I miss the courtliness of the gentlemen and the flintiness of the ladies. Of course, the men can flirt, too. There’s nothing like a good flirt to raise one’s spirits.

 

Which authors do you most admire and why?

Aristophanes, the great Greek comic playwright from Fifth Century Athens is my guide. Of course, any American writer must turn to Twain as he was the first among us to write in the American idiom. I read constantly and were I to list who I admire it would go on for pages. I do love Turgenev. For non-fiction: Gibbons and Churchill. Among the living, I am enjoying watching Karin Slaughter grow and deepen as a writer.

 

Do you have any bits of writing wisdom that you can share with aspiring writers?

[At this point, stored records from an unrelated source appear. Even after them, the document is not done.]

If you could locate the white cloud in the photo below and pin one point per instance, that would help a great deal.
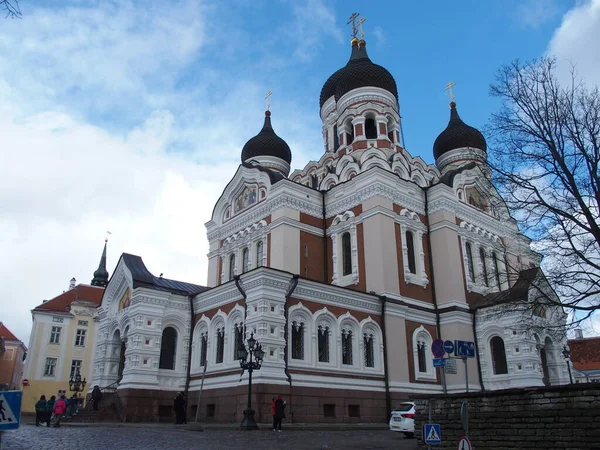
(576, 41)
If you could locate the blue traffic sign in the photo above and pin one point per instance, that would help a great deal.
(465, 349)
(10, 409)
(432, 433)
(437, 348)
(439, 362)
(449, 347)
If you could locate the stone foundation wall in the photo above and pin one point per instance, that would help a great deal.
(304, 404)
(564, 417)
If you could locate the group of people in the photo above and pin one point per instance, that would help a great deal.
(51, 411)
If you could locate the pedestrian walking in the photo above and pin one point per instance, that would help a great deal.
(40, 410)
(60, 407)
(49, 410)
(279, 412)
(273, 410)
(96, 397)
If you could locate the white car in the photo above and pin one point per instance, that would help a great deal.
(403, 419)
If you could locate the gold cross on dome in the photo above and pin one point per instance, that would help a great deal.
(448, 88)
(352, 20)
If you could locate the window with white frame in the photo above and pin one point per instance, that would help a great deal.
(80, 338)
(50, 368)
(55, 335)
(423, 366)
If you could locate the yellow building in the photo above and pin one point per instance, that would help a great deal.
(62, 340)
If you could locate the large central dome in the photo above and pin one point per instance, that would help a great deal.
(359, 72)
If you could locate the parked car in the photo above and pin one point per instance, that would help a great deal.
(403, 419)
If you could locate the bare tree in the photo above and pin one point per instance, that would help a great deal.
(12, 8)
(544, 149)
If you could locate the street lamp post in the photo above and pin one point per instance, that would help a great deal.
(246, 363)
(567, 354)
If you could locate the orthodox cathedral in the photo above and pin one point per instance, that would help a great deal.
(344, 271)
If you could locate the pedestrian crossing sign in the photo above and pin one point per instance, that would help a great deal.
(10, 409)
(432, 433)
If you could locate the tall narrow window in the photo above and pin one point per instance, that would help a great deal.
(469, 251)
(410, 250)
(347, 347)
(220, 345)
(483, 266)
(245, 260)
(498, 356)
(369, 350)
(496, 270)
(297, 340)
(421, 352)
(238, 330)
(323, 343)
(168, 349)
(55, 335)
(259, 254)
(370, 129)
(231, 266)
(346, 254)
(203, 348)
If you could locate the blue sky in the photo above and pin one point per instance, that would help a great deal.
(130, 116)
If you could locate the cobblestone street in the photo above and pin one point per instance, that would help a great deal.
(168, 437)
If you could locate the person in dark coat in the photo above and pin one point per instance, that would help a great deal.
(96, 397)
(179, 407)
(40, 410)
(279, 412)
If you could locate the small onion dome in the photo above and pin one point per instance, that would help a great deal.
(359, 72)
(457, 135)
(267, 143)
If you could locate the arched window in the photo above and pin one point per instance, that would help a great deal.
(498, 356)
(347, 346)
(370, 128)
(168, 349)
(323, 343)
(346, 254)
(469, 251)
(220, 345)
(259, 253)
(245, 260)
(297, 340)
(496, 270)
(410, 249)
(368, 342)
(483, 266)
(203, 348)
(231, 266)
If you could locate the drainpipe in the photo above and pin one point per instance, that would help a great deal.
(325, 245)
(433, 294)
(477, 350)
(294, 284)
(388, 397)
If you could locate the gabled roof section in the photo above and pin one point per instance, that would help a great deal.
(143, 278)
(585, 353)
(519, 291)
(62, 302)
(6, 334)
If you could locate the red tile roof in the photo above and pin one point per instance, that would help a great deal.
(585, 353)
(6, 333)
(81, 292)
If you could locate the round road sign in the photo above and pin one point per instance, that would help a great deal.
(437, 348)
(464, 444)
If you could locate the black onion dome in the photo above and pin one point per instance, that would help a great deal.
(457, 135)
(359, 72)
(267, 143)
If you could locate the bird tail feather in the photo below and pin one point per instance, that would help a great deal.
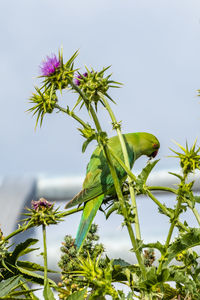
(89, 212)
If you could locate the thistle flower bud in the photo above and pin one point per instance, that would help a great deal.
(49, 65)
(41, 204)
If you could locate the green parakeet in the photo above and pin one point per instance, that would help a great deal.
(98, 181)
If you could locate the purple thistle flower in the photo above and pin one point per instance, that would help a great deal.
(77, 77)
(42, 203)
(49, 65)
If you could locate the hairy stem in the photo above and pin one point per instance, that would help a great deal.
(71, 114)
(171, 229)
(115, 179)
(45, 254)
(126, 160)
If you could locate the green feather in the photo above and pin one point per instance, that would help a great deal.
(98, 181)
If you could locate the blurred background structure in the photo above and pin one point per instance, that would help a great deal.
(153, 47)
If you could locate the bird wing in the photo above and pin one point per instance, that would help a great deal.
(89, 212)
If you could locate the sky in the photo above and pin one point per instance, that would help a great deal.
(153, 48)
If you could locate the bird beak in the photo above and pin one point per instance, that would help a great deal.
(154, 154)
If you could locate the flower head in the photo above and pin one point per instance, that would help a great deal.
(77, 77)
(189, 159)
(41, 204)
(49, 65)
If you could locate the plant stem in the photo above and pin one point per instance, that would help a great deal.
(195, 212)
(70, 212)
(115, 179)
(45, 254)
(71, 114)
(162, 188)
(171, 229)
(126, 160)
(120, 197)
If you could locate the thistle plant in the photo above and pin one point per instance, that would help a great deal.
(145, 279)
(87, 272)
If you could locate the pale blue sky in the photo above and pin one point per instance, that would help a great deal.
(153, 47)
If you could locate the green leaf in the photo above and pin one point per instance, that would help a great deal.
(184, 242)
(177, 175)
(113, 208)
(6, 286)
(33, 277)
(78, 295)
(47, 293)
(32, 266)
(120, 262)
(142, 177)
(197, 199)
(156, 245)
(87, 142)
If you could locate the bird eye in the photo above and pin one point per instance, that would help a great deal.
(155, 146)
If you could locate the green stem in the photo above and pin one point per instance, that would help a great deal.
(17, 231)
(197, 216)
(171, 229)
(126, 160)
(70, 212)
(45, 254)
(162, 188)
(122, 164)
(165, 210)
(71, 114)
(115, 179)
(120, 197)
(162, 207)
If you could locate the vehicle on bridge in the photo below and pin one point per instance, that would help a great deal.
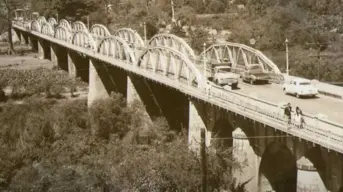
(255, 73)
(300, 88)
(221, 74)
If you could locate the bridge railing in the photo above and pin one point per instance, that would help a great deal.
(326, 130)
(323, 131)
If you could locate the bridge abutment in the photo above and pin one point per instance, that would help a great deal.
(249, 162)
(308, 177)
(196, 123)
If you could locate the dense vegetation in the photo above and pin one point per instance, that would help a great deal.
(62, 145)
(49, 146)
(29, 82)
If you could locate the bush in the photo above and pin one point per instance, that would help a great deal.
(198, 38)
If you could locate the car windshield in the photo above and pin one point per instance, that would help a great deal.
(304, 83)
(255, 68)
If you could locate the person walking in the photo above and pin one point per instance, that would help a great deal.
(288, 114)
(297, 117)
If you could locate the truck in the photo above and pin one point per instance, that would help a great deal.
(254, 73)
(221, 74)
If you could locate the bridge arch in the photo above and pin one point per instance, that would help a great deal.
(171, 40)
(47, 29)
(62, 33)
(172, 64)
(130, 36)
(83, 39)
(313, 167)
(35, 26)
(241, 56)
(116, 47)
(41, 20)
(52, 21)
(100, 30)
(65, 23)
(278, 169)
(79, 26)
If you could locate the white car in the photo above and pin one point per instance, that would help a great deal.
(300, 87)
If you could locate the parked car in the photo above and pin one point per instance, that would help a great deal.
(255, 73)
(300, 87)
(221, 75)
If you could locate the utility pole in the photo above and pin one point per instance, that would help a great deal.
(203, 161)
(318, 56)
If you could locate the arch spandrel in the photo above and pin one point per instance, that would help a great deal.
(79, 26)
(117, 48)
(130, 36)
(83, 39)
(100, 30)
(62, 33)
(240, 56)
(35, 26)
(52, 21)
(41, 20)
(172, 64)
(65, 23)
(173, 41)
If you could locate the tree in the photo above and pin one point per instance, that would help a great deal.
(6, 15)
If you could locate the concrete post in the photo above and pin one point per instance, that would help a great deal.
(53, 55)
(40, 50)
(71, 67)
(96, 89)
(195, 125)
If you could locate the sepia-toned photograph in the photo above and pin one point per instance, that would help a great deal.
(171, 96)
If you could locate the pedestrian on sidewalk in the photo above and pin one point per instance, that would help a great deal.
(288, 114)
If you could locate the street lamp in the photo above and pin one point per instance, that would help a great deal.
(144, 26)
(287, 64)
(173, 13)
(87, 22)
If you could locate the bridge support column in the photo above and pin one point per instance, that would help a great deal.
(71, 66)
(40, 49)
(53, 55)
(245, 155)
(131, 91)
(97, 88)
(308, 177)
(194, 128)
(22, 39)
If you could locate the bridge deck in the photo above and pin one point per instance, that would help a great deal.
(328, 106)
(262, 109)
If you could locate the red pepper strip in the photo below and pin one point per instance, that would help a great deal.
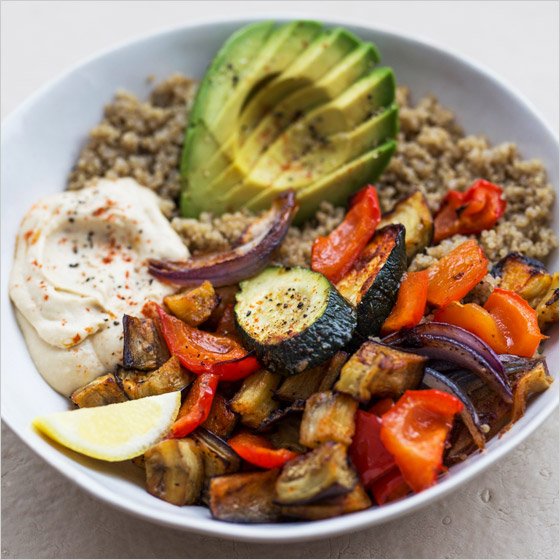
(204, 352)
(389, 487)
(197, 405)
(367, 453)
(411, 303)
(258, 451)
(456, 274)
(414, 432)
(517, 321)
(476, 209)
(334, 255)
(475, 319)
(382, 406)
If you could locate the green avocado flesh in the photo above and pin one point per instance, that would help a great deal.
(287, 106)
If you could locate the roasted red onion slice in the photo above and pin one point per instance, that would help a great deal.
(441, 341)
(437, 380)
(223, 269)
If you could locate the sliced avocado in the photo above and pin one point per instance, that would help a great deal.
(355, 65)
(228, 83)
(360, 101)
(339, 185)
(296, 105)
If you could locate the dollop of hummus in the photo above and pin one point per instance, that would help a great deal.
(81, 264)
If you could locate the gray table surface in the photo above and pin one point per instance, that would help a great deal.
(510, 511)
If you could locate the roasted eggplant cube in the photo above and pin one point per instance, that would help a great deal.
(144, 347)
(376, 370)
(356, 500)
(372, 285)
(222, 420)
(175, 471)
(323, 473)
(328, 417)
(99, 392)
(547, 308)
(526, 276)
(333, 371)
(255, 400)
(218, 457)
(169, 377)
(245, 497)
(414, 214)
(301, 385)
(195, 306)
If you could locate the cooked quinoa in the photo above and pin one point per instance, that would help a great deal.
(143, 140)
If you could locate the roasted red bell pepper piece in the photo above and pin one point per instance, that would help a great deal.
(334, 254)
(258, 451)
(475, 319)
(197, 405)
(411, 303)
(367, 453)
(389, 487)
(517, 321)
(414, 432)
(456, 274)
(382, 406)
(204, 352)
(472, 211)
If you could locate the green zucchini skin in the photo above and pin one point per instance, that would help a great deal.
(312, 346)
(375, 303)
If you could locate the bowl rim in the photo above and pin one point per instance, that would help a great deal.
(300, 531)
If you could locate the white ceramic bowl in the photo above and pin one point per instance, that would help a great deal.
(40, 142)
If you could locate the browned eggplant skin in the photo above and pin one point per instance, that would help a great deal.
(175, 471)
(253, 253)
(144, 348)
(356, 500)
(222, 420)
(325, 472)
(377, 370)
(245, 497)
(101, 391)
(328, 417)
(167, 378)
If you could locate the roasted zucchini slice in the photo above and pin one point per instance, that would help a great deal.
(414, 214)
(99, 392)
(376, 370)
(175, 471)
(328, 417)
(193, 306)
(526, 276)
(293, 318)
(221, 421)
(325, 472)
(356, 500)
(547, 308)
(245, 497)
(144, 347)
(372, 284)
(169, 377)
(255, 400)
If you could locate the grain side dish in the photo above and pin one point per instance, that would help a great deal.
(297, 291)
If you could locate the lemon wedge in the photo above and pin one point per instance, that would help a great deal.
(114, 432)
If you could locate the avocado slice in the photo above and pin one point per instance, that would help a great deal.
(360, 101)
(355, 65)
(227, 85)
(339, 185)
(292, 105)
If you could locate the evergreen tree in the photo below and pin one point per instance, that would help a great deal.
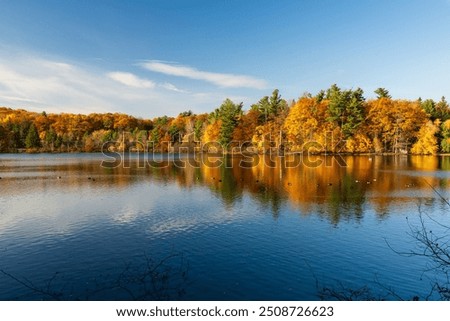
(382, 93)
(346, 109)
(32, 139)
(228, 113)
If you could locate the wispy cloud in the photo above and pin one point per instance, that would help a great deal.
(172, 87)
(35, 83)
(131, 80)
(219, 79)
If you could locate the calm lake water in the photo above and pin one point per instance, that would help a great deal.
(243, 229)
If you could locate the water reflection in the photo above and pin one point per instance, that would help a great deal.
(327, 188)
(247, 226)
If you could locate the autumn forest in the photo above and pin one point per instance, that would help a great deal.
(335, 120)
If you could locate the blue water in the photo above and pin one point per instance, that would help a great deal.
(71, 229)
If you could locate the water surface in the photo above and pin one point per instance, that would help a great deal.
(279, 228)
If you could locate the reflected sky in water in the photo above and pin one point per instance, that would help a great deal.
(265, 230)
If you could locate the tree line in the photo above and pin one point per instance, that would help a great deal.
(334, 120)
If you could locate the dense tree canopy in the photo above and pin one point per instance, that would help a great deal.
(334, 120)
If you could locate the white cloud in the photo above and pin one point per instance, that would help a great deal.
(35, 83)
(131, 80)
(219, 79)
(172, 87)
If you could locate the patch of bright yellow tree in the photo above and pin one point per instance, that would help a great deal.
(334, 120)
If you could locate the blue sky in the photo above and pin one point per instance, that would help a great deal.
(150, 58)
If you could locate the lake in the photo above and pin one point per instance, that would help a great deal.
(201, 227)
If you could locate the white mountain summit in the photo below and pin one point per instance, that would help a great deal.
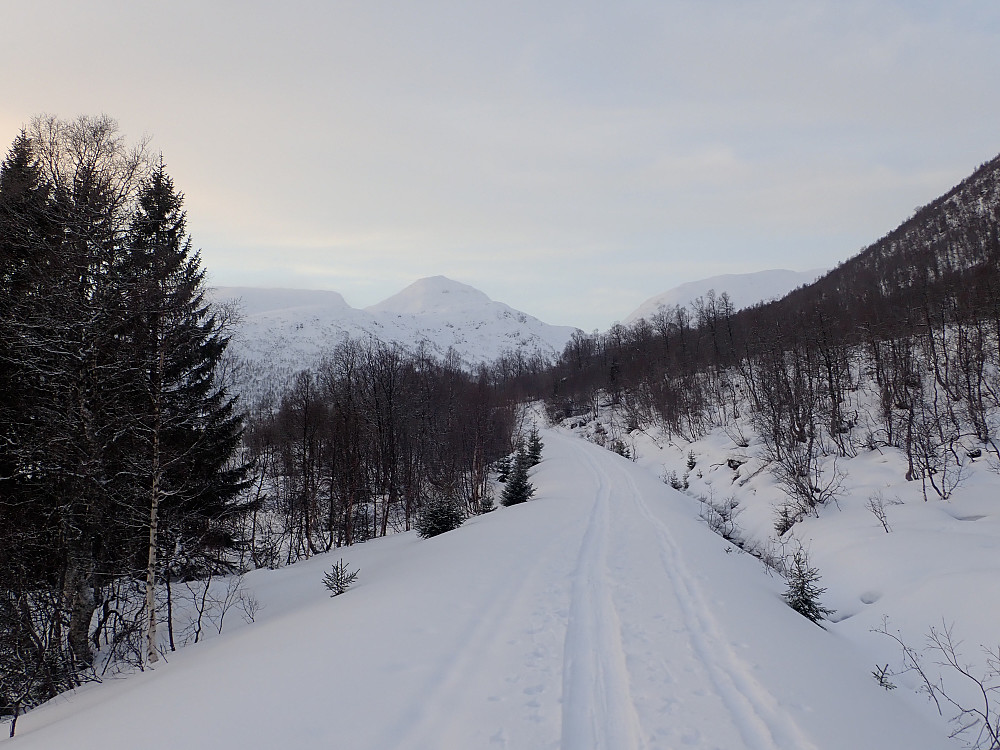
(282, 331)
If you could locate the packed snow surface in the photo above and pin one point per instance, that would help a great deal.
(744, 290)
(601, 614)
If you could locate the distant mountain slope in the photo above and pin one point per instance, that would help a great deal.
(282, 331)
(744, 289)
(941, 263)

Learn Latin. Nothing is more important to your ability to handle language than this. Latin is the foundation of all Western culture and about 60% of the English language. Without it we wouldn’t know how to speak or write a subordinate clause, etc.

The truth is if you don’t know Latin, you don’t know English. And if you’re too lazy to learn, you really don’t want to be a writer, you just want to pretend you are.

Thanks to Latin I can feel a word on my fingertips, taste it on my tongue. If I say, “verandah,” I can feel it isn’t Anglo-Saxon and it isn’t Latin. You can be a good journalist without deep training but if you want to write, really write, then you have to look to the opera singer who studies constantly and controls a column of air for something like four hours. A rock star, three and a half minutes, through a couple of songs and most are burned out before ten years.

In short, you either love language or you don’t. You can be the best plotter ever but you must still use English. With Latin, you have style. Without, you simply have a story.